+
Im Sommer vergangenen Jahres begannen 174 Schulabgänger ihre Ausbildung bei Opel, dieses Jahr plant man nur noch mit 80.

Sparmaßnahmen

Opel halbiert die Ausbildungsplätze

Dieses Jahr plant der Autobauer nur noch mit 80 statt 172 Ausbildungsplätzen, die im letzten Jahr noch vergeben wurden. Fast wäre es noch drastischer gewesen. Doch die Opel-Jugendvertretung und die IG Metall konnten Schlimmeres verhindern.

Nach der Übernahme durch PSA schreibt der Rüsselsheimer Autobauer Opel erstmals wieder schwarze Zahlen. Wird nun auch wieder in den Nachwuchs investiert?

Das Unternehmen teilte mit, dass in diesem Jahr 153 Auszubildende ihren Abschluss feierten und gemäß Tarifvertrag für ein Jahr unbefristet übernommen wurden. Im Sommer vergangenen Jahres begannen 174 Schulabgänger ihre Ausbildung im Unternehmen, dieses Jahr allerdings plane man nur mit knapp 80 neuen Auszubildenden.

Diesen Rückgang erklärte Opel mit einem Verweis auf das im Mai diesen Jahres vereinbarte Eckpunktepapier. Darin einigten sich Betriebsrat und Gewerkschaften auf ein zukünftiges Beschäftigungsniveau für die deutschen Standorte. Die Zahl der Auszubildenden sei dementsprechend für 2018 angepasst worden.

Starke Kritik an diesen Maßnahmen übt vor allem die Linke/Liste Solidarität. Sie bemängelt, dass der Konzern die gewerkschaftlich geforderte Ausbildungsquote von sieben Prozent weit verfehle. Diese Quote gibt den Anteil der Auszubildenden eines Betriebs im Verhältnis zur Gesamtzahl aller Beschäftigten wider.

Außerdem werde nicht einmal die Durchschnittsquote erreicht, die in Deutschland bei knapp fünf Prozent liegt. Die Partei wies auf die vielen Bewerber hin, die noch keine Ausbildungsstelle für dieses Ausbildungsjahr gefunden haben. Gerade Opel sei für die Region als Ausbilder nicht zu unterschätzen.

Nicht nur die Linken weisen auf dieses Problem hin. Ein Sprecher der Jugendvertretung der IG Metall kritisierte zudem, dass trotz weit verbreiteter Klagen über den Fachkräftemangel im vergangenen Jahr knapp zehn der angebotenen Ausbildungsplätze in Rüsselsheim nicht besetzt wurden. Bereits da hätten sich erste Anzeichen für einen Wandel mit der Übernahme durch PSA gezeigt.

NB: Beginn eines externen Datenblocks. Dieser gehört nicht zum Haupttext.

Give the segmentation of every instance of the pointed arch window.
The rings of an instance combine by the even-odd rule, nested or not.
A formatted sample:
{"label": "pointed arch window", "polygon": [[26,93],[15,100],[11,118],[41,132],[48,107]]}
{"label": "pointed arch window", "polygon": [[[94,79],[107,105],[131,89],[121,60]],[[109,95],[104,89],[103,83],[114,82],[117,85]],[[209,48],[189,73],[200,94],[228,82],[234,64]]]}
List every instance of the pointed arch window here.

Als besonders gravierend wurde zudem die Forderung seitens PSA angesehen, die Ausbildungsplätze im gesamten Konzern komplett zu streichen: Man habe sich daher mit der Opel-Jugend zusammengetan und entsprechende Forderungen gestellt, auf die letztlich zumindest in Teilen eingegangen worden sei.

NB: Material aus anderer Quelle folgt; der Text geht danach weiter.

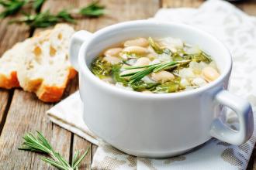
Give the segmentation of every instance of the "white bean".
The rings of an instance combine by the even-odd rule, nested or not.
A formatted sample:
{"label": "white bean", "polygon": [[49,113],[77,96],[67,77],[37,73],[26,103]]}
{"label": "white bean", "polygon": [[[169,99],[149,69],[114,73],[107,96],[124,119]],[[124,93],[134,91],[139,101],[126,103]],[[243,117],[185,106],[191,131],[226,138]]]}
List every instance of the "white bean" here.
{"label": "white bean", "polygon": [[150,60],[147,57],[140,57],[134,63],[134,66],[144,66],[149,65]]}
{"label": "white bean", "polygon": [[175,76],[168,71],[160,71],[157,73],[152,73],[152,79],[157,82],[166,82],[171,80],[174,80],[175,77]]}
{"label": "white bean", "polygon": [[104,53],[104,55],[108,56],[117,56],[122,50],[122,48],[109,49]]}
{"label": "white bean", "polygon": [[124,48],[123,51],[137,54],[146,54],[148,53],[147,49],[141,46],[127,46]]}
{"label": "white bean", "polygon": [[206,85],[207,83],[207,82],[205,80],[203,80],[200,77],[196,77],[196,78],[193,79],[192,83],[199,87],[202,87],[203,85]]}
{"label": "white bean", "polygon": [[202,77],[208,82],[213,81],[220,76],[220,73],[210,66],[206,66],[202,70]]}
{"label": "white bean", "polygon": [[104,56],[103,60],[105,60],[106,61],[109,62],[111,64],[118,64],[122,61],[121,59],[112,56]]}
{"label": "white bean", "polygon": [[144,38],[138,38],[135,39],[127,40],[123,44],[124,46],[142,46],[147,47],[148,46],[148,42]]}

So seien zwar nun knapp 80 Plätze geschaffen worden, allerdings sehe man es seitens der IG Metall fraglich, ob diese bis September wirklich alle besetzt werden können. Es sei bereits zu viel Zeit ins Land gegangen und somit Chancen vertan worden, geeigneten Bewerber einen Ausbildungsplatz anzubieten.

Eine Sprecherin der Bundesagentur für Arbeit teilte mit, dass es in Hessen rund 1000 Bewerber ohne passenden Ausbildungsplatz gebe. Dem stünden etwa 12 000 unbesetzte Stellen gegenüber (Stand Juli 2018). Sie betonte dabei auch, dass diese Zahlen nicht einfach gegeneinander aufgerechnet werden dürften, da Arbeitgeber- und Bewerbervorstellungen nicht immer zueinander passten.

In Beratungen werde den Jugendlichen Alternativen aufgezeigt. Gerade bei den männlichen Bewerbern stehen aber Ausbildungen als KfZ-Mechatroniker hoch im Kurs – ein Berufsfeld, das bisher auch von Opel abgedeckt wurde und nun deutlich weniger Ausbildungsplätze zur Verfügung stellen kann. Opel betonte, dass die Berufsausbildung im Unternehmen eine große Tradition habe, die weitergeführt werden soll.